If at first you don’t succeed … adoption of iPad marking for high-stakes assessments

Rather than focusing on the entire adoption process, most studies involving technology adoption in education have tended to consider only one or a few elements. User acceptance is a common theme, and the Technology Acceptance Model and its variants are popular frameworks for analyzing user acceptance data, within a context of the target technology’s perceived usefulness and perceived ease-of-use [4, 5]. Technology uptake is another common theme. Best embodied by Rogers’ diffusion of innovations theory [6], it characterizes the adoption of technology based on the speed and scale of its uptake by end users. Often visualized as an ‘adoption-time curve’ it characterizes the earliest adopters who shape the initial portion of the curve as innovators with the tail of the curve representing the ‘laggards’. However, both the Technology Acceptance Model and diffusions of innovation theory focus on adoption by end users, and may be less relevant in cases of institutional (versus personal) adoption of educational technologies.

The distinction between personal and institutional adoption is an important one here because for electronic marking systems, most end users will have little or no say over when or how the system is utilized. This can lead to users, who Rogers would characterize as ‘laggards’, being forced into the role of innovators. Imposing technology on these users can lead to a degree of adoption resistance and anxiety. However, as previously indicated, adoption problems are much more likely to result through technical or organizational setbacks or failures [7]. If these setbacks are sufficient to substantially interrupt the selection or implementation of a technology, then acceptance can also suffer, and may even lead to active resistance to continued or future adoption [8]. Overcoming such resistance is challenging and necessitates careful planning and change management.
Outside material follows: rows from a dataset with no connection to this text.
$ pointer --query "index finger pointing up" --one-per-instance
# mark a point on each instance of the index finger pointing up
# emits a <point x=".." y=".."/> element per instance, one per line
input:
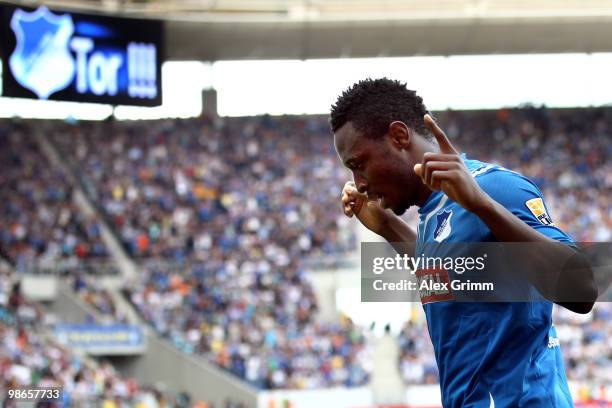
<point x="443" y="142"/>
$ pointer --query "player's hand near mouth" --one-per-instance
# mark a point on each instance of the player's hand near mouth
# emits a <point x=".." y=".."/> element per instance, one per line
<point x="373" y="216"/>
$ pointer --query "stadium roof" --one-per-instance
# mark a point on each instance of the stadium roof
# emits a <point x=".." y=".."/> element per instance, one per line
<point x="212" y="30"/>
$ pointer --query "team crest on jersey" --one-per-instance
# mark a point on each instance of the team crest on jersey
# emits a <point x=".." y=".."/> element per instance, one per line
<point x="443" y="225"/>
<point x="42" y="61"/>
<point x="537" y="208"/>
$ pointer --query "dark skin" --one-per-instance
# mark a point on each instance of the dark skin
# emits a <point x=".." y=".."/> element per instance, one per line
<point x="404" y="158"/>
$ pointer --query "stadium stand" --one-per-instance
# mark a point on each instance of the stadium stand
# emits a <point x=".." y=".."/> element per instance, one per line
<point x="222" y="214"/>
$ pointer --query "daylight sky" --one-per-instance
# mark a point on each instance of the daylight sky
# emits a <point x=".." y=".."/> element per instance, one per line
<point x="311" y="86"/>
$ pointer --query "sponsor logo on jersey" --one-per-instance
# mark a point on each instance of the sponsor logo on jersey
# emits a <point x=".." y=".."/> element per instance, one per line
<point x="553" y="342"/>
<point x="443" y="225"/>
<point x="537" y="208"/>
<point x="434" y="285"/>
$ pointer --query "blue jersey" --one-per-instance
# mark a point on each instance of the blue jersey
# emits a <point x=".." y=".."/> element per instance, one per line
<point x="501" y="354"/>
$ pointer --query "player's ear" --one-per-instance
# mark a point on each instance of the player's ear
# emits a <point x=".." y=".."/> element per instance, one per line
<point x="400" y="135"/>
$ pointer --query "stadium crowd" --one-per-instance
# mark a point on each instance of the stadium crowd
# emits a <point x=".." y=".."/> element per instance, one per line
<point x="222" y="213"/>
<point x="40" y="225"/>
<point x="233" y="204"/>
<point x="29" y="357"/>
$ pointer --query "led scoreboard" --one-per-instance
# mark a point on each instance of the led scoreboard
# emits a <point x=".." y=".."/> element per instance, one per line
<point x="58" y="55"/>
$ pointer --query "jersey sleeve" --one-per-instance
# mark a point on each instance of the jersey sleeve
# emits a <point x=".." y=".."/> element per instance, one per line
<point x="522" y="198"/>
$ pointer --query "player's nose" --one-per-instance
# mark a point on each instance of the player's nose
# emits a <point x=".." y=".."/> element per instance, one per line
<point x="360" y="183"/>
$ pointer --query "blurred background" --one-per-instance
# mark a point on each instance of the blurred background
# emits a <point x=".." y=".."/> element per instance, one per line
<point x="171" y="232"/>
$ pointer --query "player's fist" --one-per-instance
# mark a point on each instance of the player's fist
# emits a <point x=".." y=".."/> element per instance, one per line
<point x="368" y="212"/>
<point x="446" y="171"/>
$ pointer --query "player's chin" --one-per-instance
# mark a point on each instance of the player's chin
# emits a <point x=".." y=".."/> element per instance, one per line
<point x="398" y="210"/>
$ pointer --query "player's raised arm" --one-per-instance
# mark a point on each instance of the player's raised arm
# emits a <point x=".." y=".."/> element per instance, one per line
<point x="446" y="171"/>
We initially evaluated several web-based survey tools, and while these included some excellent features we eventually ruled them out due to our previous issues with WiFi connectivity and concerns over data security. One of the authors (TJ) had developed mobile apps previously and was confident that an iPad-based solution could be developed in-house. A basic implementation plan was developed and partially supported through a learning and teaching grant from our university. Our proposed implementation process outlined staged progressions from smaller to larger scale implementations, single (MMI) to multiple (MMI, OSCE and other) assessment types and, in the case of OSCE marking, from lower to higher stakes assessments. Work on the project began in early 2015.
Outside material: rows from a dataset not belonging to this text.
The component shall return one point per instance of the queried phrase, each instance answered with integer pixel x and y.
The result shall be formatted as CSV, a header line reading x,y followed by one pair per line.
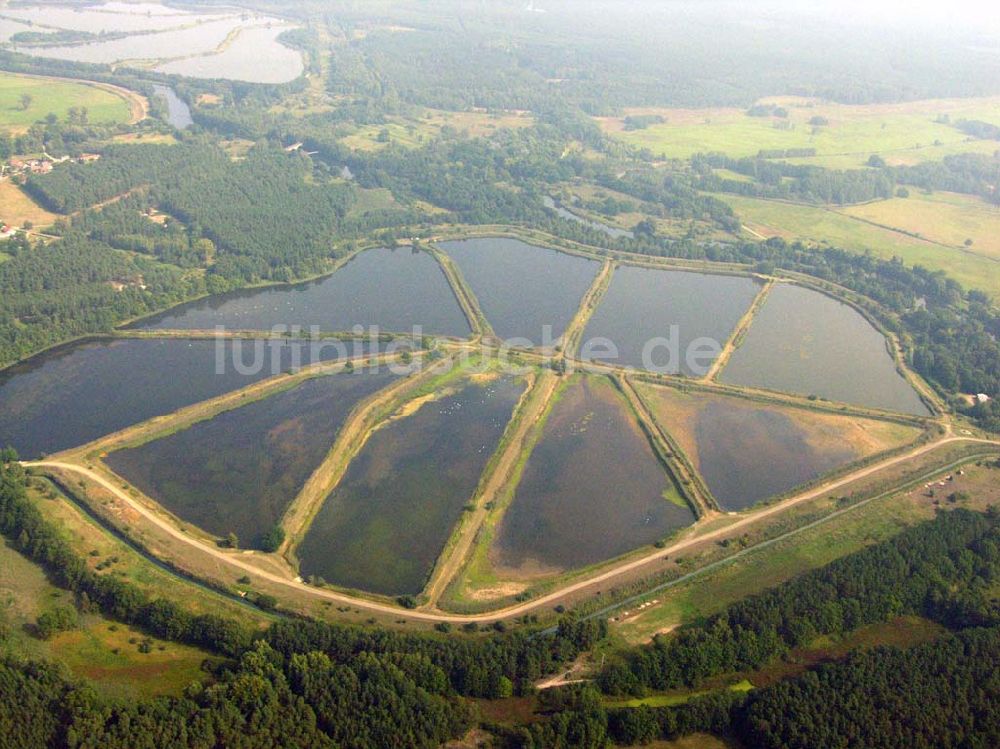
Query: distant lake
x,y
393,289
73,395
642,307
520,287
806,342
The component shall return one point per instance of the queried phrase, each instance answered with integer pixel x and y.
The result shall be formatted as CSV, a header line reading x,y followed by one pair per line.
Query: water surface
x,y
392,289
255,55
75,394
239,471
805,342
592,488
654,319
383,528
522,288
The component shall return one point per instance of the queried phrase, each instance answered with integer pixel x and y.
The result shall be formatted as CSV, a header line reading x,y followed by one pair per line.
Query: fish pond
x,y
383,528
522,288
242,59
747,452
239,471
660,319
802,341
75,394
591,489
394,290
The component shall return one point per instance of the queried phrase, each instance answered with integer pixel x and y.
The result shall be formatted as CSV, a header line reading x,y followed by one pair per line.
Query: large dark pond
x,y
383,528
239,471
522,288
392,289
805,342
592,488
76,394
652,318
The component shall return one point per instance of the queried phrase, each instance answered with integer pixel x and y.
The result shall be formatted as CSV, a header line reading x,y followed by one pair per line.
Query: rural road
x,y
521,608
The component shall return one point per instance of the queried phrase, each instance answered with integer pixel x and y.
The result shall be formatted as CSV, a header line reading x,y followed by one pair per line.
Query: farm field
x,y
16,207
904,133
945,217
748,451
98,648
412,133
57,97
820,226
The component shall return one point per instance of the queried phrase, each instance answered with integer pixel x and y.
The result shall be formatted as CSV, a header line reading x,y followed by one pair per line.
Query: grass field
x,y
902,133
945,217
413,133
16,207
57,97
98,649
711,592
820,226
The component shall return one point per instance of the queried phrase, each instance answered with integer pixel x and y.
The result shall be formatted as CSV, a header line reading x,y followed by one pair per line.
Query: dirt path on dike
x,y
518,609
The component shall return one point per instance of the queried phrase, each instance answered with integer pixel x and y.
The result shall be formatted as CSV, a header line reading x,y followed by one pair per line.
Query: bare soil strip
x,y
596,292
534,404
244,564
739,332
360,425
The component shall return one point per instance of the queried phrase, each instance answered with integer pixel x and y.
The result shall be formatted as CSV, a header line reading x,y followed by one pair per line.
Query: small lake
x,y
652,318
522,288
747,452
805,342
611,231
109,17
178,112
73,395
592,488
255,55
239,471
383,528
198,39
392,289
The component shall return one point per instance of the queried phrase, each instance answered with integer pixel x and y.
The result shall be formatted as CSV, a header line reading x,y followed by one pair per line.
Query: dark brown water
x,y
392,289
592,488
522,288
802,341
748,454
238,472
653,318
383,528
78,393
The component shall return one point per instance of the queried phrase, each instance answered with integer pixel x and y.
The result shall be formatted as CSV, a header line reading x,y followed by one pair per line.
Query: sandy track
x,y
521,608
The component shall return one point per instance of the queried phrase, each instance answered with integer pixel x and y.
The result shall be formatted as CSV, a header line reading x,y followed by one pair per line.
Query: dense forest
x,y
324,685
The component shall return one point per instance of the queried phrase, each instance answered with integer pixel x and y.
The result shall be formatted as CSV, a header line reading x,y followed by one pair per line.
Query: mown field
x,y
98,649
416,132
821,226
16,207
902,133
56,97
945,217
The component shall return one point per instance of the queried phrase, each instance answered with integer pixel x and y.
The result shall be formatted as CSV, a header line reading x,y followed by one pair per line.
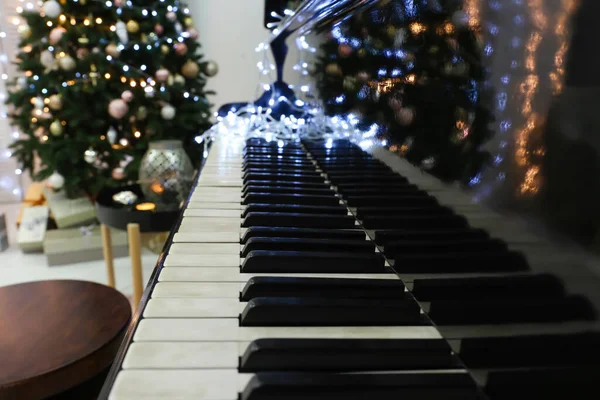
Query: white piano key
x,y
224,384
194,307
204,248
203,260
216,236
171,355
224,274
228,330
188,289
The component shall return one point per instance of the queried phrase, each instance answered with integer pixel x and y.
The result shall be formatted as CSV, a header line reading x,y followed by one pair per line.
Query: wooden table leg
x,y
135,253
108,256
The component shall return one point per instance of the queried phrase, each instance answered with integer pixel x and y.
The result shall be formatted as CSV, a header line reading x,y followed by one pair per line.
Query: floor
x,y
17,267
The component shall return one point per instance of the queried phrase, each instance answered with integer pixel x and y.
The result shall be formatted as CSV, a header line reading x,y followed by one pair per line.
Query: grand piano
x,y
326,269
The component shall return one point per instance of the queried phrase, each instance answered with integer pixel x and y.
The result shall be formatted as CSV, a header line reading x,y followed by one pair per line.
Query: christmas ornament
x,y
67,63
405,116
111,134
171,16
121,29
56,128
90,156
162,75
141,113
55,102
333,69
24,31
193,33
132,26
118,173
210,68
190,69
460,18
112,50
127,96
125,197
56,181
344,50
51,9
117,108
167,112
56,34
180,80
180,49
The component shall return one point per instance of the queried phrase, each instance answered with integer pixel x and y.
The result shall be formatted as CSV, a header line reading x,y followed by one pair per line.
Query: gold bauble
x,y
133,26
56,128
190,69
55,102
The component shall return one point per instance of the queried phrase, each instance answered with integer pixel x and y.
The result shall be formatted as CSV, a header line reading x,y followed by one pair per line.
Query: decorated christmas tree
x,y
103,79
411,74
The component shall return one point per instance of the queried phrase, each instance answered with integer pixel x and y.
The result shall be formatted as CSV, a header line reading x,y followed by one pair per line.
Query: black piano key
x,y
385,200
297,244
283,177
390,386
298,311
346,355
362,212
540,286
383,237
292,208
566,382
300,199
298,220
449,247
531,350
287,190
510,310
262,231
418,222
266,286
312,262
460,263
Key requirements of the MMI app were that it was: (a) effective (i. e. fit for purpose and easy to use), (b) reliable, with no loss of functionality or data (irrespective of WiFi availability), and (c) secure, with all data captured, transmitted and stored securely. To promote acceptance by experienced examiners we also felt that the app should replicate, wherever practicable, the organization of the existing paper-based information and marking forms. We adopted a form-building metaphor, similar to that used by the online survey tools we evaluated, with a view to extending its functionality (by creating additional form templates) to support OSCEs and other assessments later on. Separate configuration and administration tools were designed and developed concurrent with the iPad marking app. The configuration tool would support construction and population of forms and allocation of examiners and candidates while the administrative tool provided monitoring of submitted records and facilitated collation, processing and export of data. Rapid prototyping in conjunction with iterative internal testing and review were used to develop an initial version of the system by mid-2015 (Fig. 1a).

An initial small-scale ‘live’ trial was planned for August 2015 with plans for a full-scale implementation during the main MMIs several weeks later. The live trial involved a series of Skype-based MMIs for overseas or interstate candidate unable to attend the face-to-face interviews. We implemented multiple levels of data redundancy, including a mandatory but highly simplified paper record, and full paper-based marking facilities were retained as a fallback in case of major technical failure.
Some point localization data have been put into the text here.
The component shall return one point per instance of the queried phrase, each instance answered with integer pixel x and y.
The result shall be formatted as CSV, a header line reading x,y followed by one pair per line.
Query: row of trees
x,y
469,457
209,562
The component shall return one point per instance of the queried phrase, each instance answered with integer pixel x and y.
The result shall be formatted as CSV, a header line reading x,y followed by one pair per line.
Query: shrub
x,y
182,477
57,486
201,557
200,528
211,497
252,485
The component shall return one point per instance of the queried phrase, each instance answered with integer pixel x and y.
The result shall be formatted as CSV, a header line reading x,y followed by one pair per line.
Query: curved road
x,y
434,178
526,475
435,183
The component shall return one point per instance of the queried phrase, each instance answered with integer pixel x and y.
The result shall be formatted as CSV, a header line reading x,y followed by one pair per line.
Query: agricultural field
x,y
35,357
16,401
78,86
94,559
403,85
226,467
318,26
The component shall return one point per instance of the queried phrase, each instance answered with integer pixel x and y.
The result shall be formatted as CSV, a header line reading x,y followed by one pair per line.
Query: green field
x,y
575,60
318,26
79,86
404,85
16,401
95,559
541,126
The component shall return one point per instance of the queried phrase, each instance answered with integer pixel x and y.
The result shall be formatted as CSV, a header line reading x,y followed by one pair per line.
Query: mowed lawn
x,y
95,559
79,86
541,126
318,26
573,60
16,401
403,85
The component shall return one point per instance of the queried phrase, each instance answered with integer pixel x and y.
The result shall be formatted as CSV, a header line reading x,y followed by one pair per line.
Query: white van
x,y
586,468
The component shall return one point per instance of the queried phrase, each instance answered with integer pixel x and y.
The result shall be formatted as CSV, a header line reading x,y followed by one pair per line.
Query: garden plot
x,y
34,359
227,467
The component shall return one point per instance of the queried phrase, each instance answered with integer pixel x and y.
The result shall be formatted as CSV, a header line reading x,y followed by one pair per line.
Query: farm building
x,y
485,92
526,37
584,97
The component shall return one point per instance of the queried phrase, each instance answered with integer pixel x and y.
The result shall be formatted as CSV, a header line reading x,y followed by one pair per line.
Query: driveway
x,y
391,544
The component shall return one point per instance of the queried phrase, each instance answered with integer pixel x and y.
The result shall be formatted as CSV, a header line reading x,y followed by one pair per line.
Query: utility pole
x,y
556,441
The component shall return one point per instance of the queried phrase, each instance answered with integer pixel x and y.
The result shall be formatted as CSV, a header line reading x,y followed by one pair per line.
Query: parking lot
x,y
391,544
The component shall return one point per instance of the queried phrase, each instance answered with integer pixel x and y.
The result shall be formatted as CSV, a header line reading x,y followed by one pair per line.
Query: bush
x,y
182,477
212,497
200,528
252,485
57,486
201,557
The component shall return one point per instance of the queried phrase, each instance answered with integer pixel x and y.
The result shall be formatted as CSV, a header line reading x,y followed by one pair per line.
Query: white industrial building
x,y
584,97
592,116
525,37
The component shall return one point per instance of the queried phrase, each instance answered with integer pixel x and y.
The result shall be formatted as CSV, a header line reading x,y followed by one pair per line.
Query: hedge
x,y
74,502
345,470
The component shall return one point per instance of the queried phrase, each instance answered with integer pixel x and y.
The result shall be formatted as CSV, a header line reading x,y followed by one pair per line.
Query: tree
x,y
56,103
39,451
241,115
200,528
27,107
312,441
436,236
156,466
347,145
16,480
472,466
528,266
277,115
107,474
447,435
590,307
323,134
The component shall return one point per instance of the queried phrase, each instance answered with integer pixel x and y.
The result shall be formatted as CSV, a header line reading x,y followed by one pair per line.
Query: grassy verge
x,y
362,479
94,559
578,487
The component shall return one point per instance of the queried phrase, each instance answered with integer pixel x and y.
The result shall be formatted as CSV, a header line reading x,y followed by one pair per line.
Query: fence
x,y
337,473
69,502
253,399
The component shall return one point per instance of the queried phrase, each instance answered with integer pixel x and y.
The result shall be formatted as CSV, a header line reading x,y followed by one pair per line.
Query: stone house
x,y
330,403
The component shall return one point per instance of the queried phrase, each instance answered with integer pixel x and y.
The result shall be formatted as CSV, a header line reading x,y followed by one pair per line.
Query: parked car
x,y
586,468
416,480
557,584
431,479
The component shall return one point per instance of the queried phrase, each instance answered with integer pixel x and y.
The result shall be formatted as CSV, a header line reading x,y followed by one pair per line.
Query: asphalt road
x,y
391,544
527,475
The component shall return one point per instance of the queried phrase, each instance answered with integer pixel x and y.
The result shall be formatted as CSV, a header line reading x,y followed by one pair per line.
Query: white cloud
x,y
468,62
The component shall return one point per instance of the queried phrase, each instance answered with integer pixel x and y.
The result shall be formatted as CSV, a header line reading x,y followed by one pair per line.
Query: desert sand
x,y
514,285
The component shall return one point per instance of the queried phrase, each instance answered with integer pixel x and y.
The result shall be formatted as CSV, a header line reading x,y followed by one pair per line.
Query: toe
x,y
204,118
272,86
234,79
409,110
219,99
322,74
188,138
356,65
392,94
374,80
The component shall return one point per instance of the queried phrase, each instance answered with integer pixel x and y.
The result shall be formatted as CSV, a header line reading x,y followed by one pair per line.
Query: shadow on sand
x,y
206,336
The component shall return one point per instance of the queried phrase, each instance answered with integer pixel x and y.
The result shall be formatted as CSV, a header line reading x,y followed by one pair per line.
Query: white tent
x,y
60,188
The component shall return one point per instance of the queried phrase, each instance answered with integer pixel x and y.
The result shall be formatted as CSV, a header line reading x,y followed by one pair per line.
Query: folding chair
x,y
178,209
The live trial involved approximately 50 candidates and 10 examiners and was completed without incident. Preparations for the main MMIs proceeded and included minor refinements to the marking app and the production of user guides and training materials for examiners. As per the live trial, no major issues were experienced during the full-scale implementation. No data were lost, and all records were collated and processed within one working day of the completion of the interviews.

Informal individual debriefing of examiners after the interview sessions revealed some initial anxiety and/or unfamiliarity with the marking app but almost all examiners reported being comfortable with the marking process after a couple of interviews. A few examiners reported minor usability issues, but most had been adequately resolved by support staff.

Formal evaluation of interviewers’ experiences with the app was conducted the following week via online survey. Participation was voluntary and anonymous. Of the 61 valid responses (41% effective response rate), just under half (n = 29) of the respondents were new to MMI assessments. Almost all (n = 58) reported previous experience with tablets or smartphones. Acceptance of the app with high, with around four in five respondents agreeing that the marking templates were easy to use and that the marking process was time efficient. Almost 70% of experienced examiners agreed that marking on the iPads was easier than on paper. Only 10% said it was more difficult. The app received a minor update and was used again during the 2016 MMIs.

Most adoption processes involve multiple stakeholders – in the case of electronic marking of MMIs and OSCEs this could include academics (assessment, development and oversight), examiners (end users) and administrative and technical staff (co-ordination and support). Previous authors have suggested nominating a ‘champion’ to drive this process [2]. We recommend extending and expanding this concept to recognize four interdependent adoption roles – those of innovation advocate, champion, expert and sponsor – with each of the four authors fulfilling at least one of these roles in our adoption process. The advocate supports the technology selection process and is responsible for identifying the appropriate technology, detailing the purpose it fulfils and conceptualizing how and where it might be implemented. The advocate also assumes responsibility for recruiting the champion, who facilitates and promotes the implementation. The expert designs and oversees the implementation of the innovation, typically in conjunction with the champion. The final role, of sponsor, might be unnecessary for minor innovations, but is critical for high-stakes or large-scale innovations that require overt high-level support.

Once you have your adoption team, plan your implementation process carefully. For higher-stakes innovations this will likely include measured staging and contingency planning. In our case this involved starting relatively simply (the marking of MMIs is much less complex than OSCEs) and smaller scale, and having multiple levels of data redundancy should the technology fail at any stage. Subsequent stages progress through larger more complex implementations or adaptions to different contexts, with each successive stage being contingent on previous success. Failure or major issues at any stage should be addressed immediately and successfully re-implemented before proceeding. Appropriate staging will also allow sufficient time to address any minor issues exposed during the previous stage. Our full implementation cycle will likely span four years, starting with initial development of the MMI marking system in early 2015 and ending with course-wide implementation of the OSCE marking system by late 2018. However, most technologies, particularly those that can leverage established adoption processes, can be adopted within much shorter timeframes.